Christine Pohl's Making Room: Recovering Hospitality as a Christian Tradition, starts off as a somewhat academic exploration of how Christians, through the centuries, have handled the act of hospitality.
Right away, Pohl explains that hospitality isn't entertaining. It's offering basic human needs - like shelter and food - to those living on the fringes.
The first quarter or so of the book lays out how the Christian church started off as a group of "strangers in a strange land," misfits who, like Jesus, didn't fit the culture they lived in. Because of this reality, the early followers of Jesus naturally focused on helping others.
Midway through Making Room, Pohl turns her attention to the specifics of hospitality - and, for this reader - that's where the real heart of the issue became clearer.
Writes Pohl: "Although as a society we seem enamored with those who project self-confidence and offer ready answers to even the most complex questions, the best hosts are people who recognize their own failures and weaknesses. When we offer hospitality, our faults as well as our possessions are open to scrutiny. If we need to hide either, we are unlikely to offer much hospitality...
"A life of hospitality means a more continual interaction with others, and fewer opportunities to carefully project a 'perfect image.'"
Pohl points out that hospitality shouldn't be used to gain an advantage, like soliciting new church members. "To view hospitality as a means to an end, to use it instrumentally, is antithetical to seeing it as a way of life, as a tangible expression of love... When we use occasional hospitality as a tool, we distort it, and the people we 'welcome' know quickly that they are being used."
She also discusses the human tendency to distinguish between the 'deserving' and 'undeserving' poor. "Echos of such concerns ring loudly today in complaints about welfare abuse, in questions about whether some people are 'really' homeless, and in distinctions between political and economic refugees."
Pohl makes the point that "[T]he potential for misuses of hospitality cannot be eliminated. Most gracious hosts and hospitable communities know that they will sometimes be 'used,' but they provide welcome anyway. There is no perfect solution to this issue."
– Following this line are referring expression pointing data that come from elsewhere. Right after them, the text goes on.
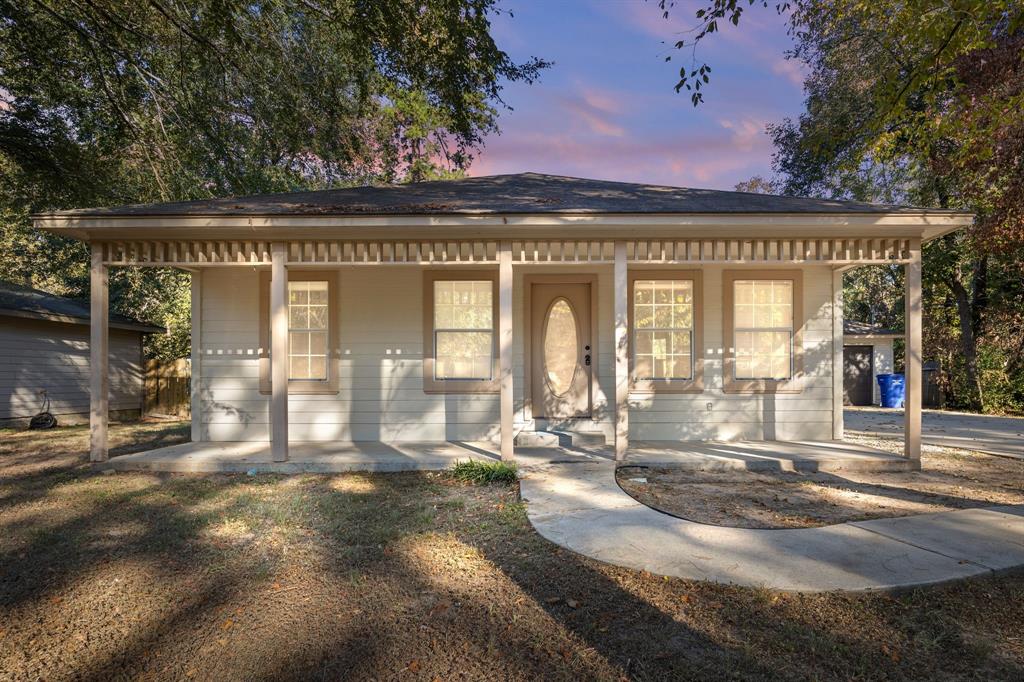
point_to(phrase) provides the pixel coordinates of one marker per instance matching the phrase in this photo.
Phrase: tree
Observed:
(757, 185)
(117, 101)
(919, 102)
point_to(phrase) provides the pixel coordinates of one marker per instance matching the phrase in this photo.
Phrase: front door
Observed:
(560, 350)
(857, 387)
There's also the reality of individuals receiving hospitality who come from broken homes. She quotes Edith Schaeffer, who with her husband, Francis, founded the L'Abri community. "For some young people, L'Abri homes are the first really happy homes they have ever seen."
The paradox seems to be that offering hospitality is one of the most powerful things a church can do, yet it is often the most difficult. "Churches have generally done better with offering food programs and providing clothing closets that with welcoming into worship people significantly different from their congregations. Because we are unaware of the significance of our friendship and fellowship, our best resources often remain inaccessible to strangers."
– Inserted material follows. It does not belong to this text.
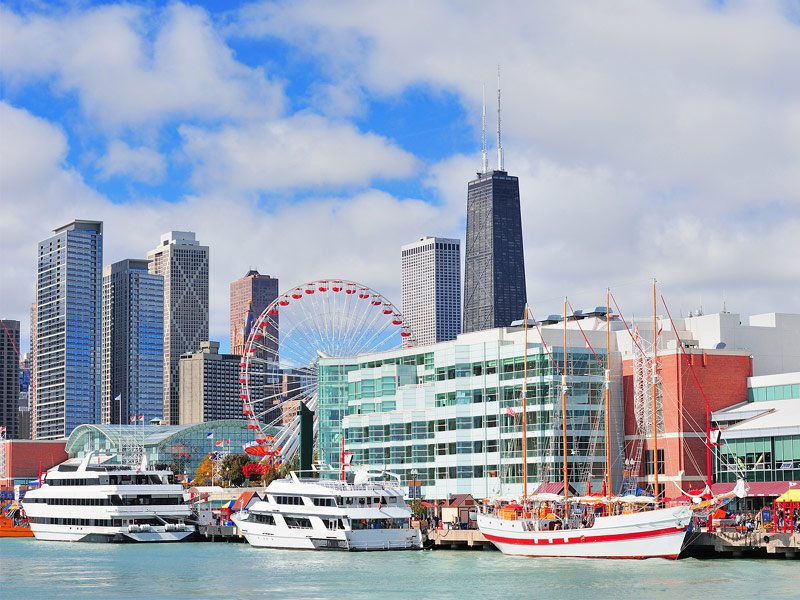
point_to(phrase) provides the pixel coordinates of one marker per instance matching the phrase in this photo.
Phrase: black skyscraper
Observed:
(494, 265)
(494, 269)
Christine Pohl/Photo Credit Asbury Theological Seminary |
It's no wonder, writes Pohl, that "Hospitality will not occur in any significant way in our lives or churches unless we give it deliberate attention. Because the practice has been mostly forgotten and because it conflicts with a number of contemporary values, we must intentionally nurture a commitment to hospitality. It must also be nurtured because the blessings and the benefits are not always immediately apparent."
It takes grace, writes Pohl. And it is at this point in Making Room, that Pohl offers practical bits of wisdom.
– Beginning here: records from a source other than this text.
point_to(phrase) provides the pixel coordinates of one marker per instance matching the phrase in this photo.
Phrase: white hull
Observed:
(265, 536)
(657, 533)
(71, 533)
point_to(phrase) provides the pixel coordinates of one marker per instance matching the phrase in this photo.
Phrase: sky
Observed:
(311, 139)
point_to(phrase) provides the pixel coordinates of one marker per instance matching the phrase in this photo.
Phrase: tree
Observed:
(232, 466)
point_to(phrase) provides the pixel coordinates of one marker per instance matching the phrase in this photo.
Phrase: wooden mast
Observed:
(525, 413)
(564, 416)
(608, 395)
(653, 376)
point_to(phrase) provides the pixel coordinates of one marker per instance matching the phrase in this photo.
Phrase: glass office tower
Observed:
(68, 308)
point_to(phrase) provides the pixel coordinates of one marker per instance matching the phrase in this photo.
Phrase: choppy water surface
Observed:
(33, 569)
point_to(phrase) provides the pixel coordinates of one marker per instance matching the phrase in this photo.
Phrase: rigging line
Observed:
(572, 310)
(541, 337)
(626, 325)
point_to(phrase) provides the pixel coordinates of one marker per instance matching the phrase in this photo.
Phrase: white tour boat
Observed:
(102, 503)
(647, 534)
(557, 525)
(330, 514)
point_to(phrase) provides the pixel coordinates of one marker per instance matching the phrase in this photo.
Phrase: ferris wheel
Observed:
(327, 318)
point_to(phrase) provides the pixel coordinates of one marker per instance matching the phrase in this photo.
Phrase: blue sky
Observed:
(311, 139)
"A life of hospitality begins in worship, with a recognition of God's grace and generosity. Hospitality is not first a duty and responsiblity; it is first a response of love and gratitude for God's love and welcome to us."
The rest of Making Room could be used as a "how-to" manual for loving our neighbors in need.
"Our hospitality both reflects and participates in God's hospitality. It depends on a disposition of love because, fundamentally, hospitality is simply love in action."
"We make a habit of hospitality when we remember how much Jesus is present in the practice."
"We nurture hospitality as a habit and a disposition by telling stories about it. We retell the Bible stories of guests who turned out to be angels. We remember the stories of Jesus' life - how he welcomed all sorts of people..."
"We nurture hospitable dispositions and practices by explicitly teaching about them. A number of communities of hospitality are intentional about education; community life includes regular reflection on what hospitality means and looks like."
"Every contemporary practitioner of hospitality learned the practice from someone else's example... a gracious grandmother, or a wise and generous coworker. People for whom hospitality seems natural are wonderful models from whom to learn the practice... As contemporaries, they help us work out the practical details of an ancient practice."
Towards the end of Making Room: Recovering Hospitality as a Christian Tradition, Pohl sums up brilliantly: "Because hospitality is a way of life, it must be cultivated over a lifetime... We do not become good at hospitality in an instant; we learn it in small increments of daily faithfulness."
Making Room: Recovering Hospitality as a Christian Tradition
by Christine Pohl
Published by William B. Eerdmans Publishing, Grand Rapids, MI.